Shenzhen, meanwhile, on Wednesday reduced downpayment requirements by 10 percentage points to a minimum of 20 per cent for first-time buyers, and 30 per cent for second-home buyers. 

BEIJING NEXT TO EASE RESTRICTIONS?

China is battling a property crisis that has dampened its economy and seen major property developers in debt and unable to complete projects.

Earlier this month, it announced plans for local governments to buy "some" apartments and pledged efforts to deliver unfinished homes. 

With latest data showing the fastest drop in new home prices in more than nine years, the central bank facilitated 1 trillion yuan (US$138 billion) in extra funding that will also go into affordable housing and ensuring developers have access to financing.

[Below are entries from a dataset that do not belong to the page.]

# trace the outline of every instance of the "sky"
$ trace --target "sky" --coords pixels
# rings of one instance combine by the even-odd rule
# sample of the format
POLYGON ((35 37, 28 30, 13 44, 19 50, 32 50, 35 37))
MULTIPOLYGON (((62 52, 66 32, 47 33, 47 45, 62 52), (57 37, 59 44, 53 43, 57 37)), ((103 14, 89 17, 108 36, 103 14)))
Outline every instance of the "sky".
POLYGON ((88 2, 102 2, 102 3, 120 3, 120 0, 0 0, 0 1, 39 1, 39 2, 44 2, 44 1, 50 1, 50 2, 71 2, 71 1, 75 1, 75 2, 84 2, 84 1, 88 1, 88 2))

Guangzhou has seen the steepest decline in sale prices of newly built housing, according to the China National Bureau of Statistics. In April, prices dropped 6.9 per cent year-on-year.

The city also recorded the lowest sales prices index for second-hand residential buildings in April – at 91.9, it was lower than Beijing (94.1), Shanghai (93.7) and Shenzhen (93.2).

According to state media outlet CCTV, China’s May 17 measures are already having tangible effects, with more people viewing real estate projects now that they can afford lower downpayments.

In the wake of new measures by Guangzhou, Shanghai and Shenzhen, analysts expect Beijing to follow suit. They also expect the policies to boost property sales and stabilise housing prices, although others have cautioned of risks that come with more leveraged buyers.

The market remains jittery about unfinished pre-sold projects and falling valuations. According to Goldman Sachs, the combined value of unsold homes, unfinished projects, and unused land in China is approximately 30 trillion yuan.

Sales by the top 100 developers fell 44.9 per cent year-on-year to 312.2 billion yuan in the first four months of the year, according to data from the China Real Estate Information Corporation.

For now, some of Guangzhou’s prospective buyers and property agents are cashing in.

Among Ms Wang’s options is a luxury apartment in Tianhe in Guangzhou’s CBD that costs about 11 million yuan (US$1.518 million).

She will need to make a 25 per cent downpayment, which means forking out a much smaller sum upfront from 40 to 60 per cent previously. She will also pay about 100,000 yuan (US$14,000) less in interest each year for the home loan.

Ms Ann Poon, general manager of Centaline Property Guangzhou’s property department, said her team closed 10 deals by Wednesday evening.

Most buyers were looking for houses for practical reasons and not for investment, she said. One was a man renting a 60sqm apartment in Guangzhou’s CBD who decided to buy a new home for 3 million yuan.

Currently paying 6,000 yuan (US$828) a month in rent, he calculated he would need to top up an affordable sum of around 3,000 yuan for monthly mortgage payments after making the downpayment, Ms Poon said.

“It’s a good deal for renters, and we will be targeting this group for the time being,” she said.